We have a plan! Climate-proofing crop improvement
I remember someone once stating in a presentation that there is no single silver bullet to climate change adaptation – we have to throw everything at the problem. In CCAFS Theme 1 on Adapting to Progressive Change we see that adaptation in production systems requires a hard look at reducing the yield gap and effectively managing existing knowledge about suitable practices and technologies to adapt to the future, but we also need to raise the bar by supporting crop improvement to deliver farmers with varieties that can stand up to the many challenges of the future. In DAPA and CCAFS we hope to play an important role in the development of science-based guidance on appropriate crop improvement strategies for a dynamic climate. This is really key because:
1. Crops have been selected and evolved to be adapted to current conditions but as climate changes new traits and characteristics are being demanded by farmers.
2. Crop improvement programs typically take at least a decade to produce an end product, and in a decade models are showing that a lot can change in terms of the climate. Long term investments need long term visions. We need to plan now.
3. A famous study by Williams et al. (2007) found that in the future we will have 30% of the earth covered by novel climates. That means that we are unlikely to have adapted materials for these places.

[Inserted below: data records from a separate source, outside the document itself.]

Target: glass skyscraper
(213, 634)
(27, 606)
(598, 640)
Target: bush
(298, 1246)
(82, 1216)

Breeders have been asking climate change researchers what kinds of conditions they are to expect in their target regions, and a book soon to be published has made a good stab at defining some priorities. But more is needed. So this week, we had a mini-workshop of sharp minds to develop a framework and operational plan for CCAFS Objective 1.2: Develop breeding strategies for addressing abiotic and biotic stresses induced by future climatic conditions, variability and extremes, including novel climates.
And I’m proud to say that we have a plan! We’re opting for a strategy built around the identification of target population environments (TPEs) “through the eyes of the crop”, and then a series of analyses and models that will design virtual ideotypes (combinations of genotypes and management ) for each type of environment. We’ll develop a range of methods, make them available, provide training, work hand-in-hand with the breeding community (and remember that these could be farmers themselves doing participatory plant breeding) and apply in a set of crop case studies. And ever the idealists, we also have plans for connecting researchers to ensure that breeding strategies are coordinated and collaborative. Why not have the Chinese work with the Argentinians if they share similar TPEs?
So we have a plan. What next? Well, we’ll develop the plan into a CCAFS Working Document for publication and that will be our strategic guide over the next 5 years. And we’ll start immediately to implement. We have a few creases to iron out, but the operational plan gives us a road map from here till at least 2014 of the necessary steps to ensure that breeders have the information they need to better target their breeding programmes to the needs of end-users. Our hope is that in 5 years we’re well on the way to having breeding programmes that are producing the next generation of seed for a dynamic climate.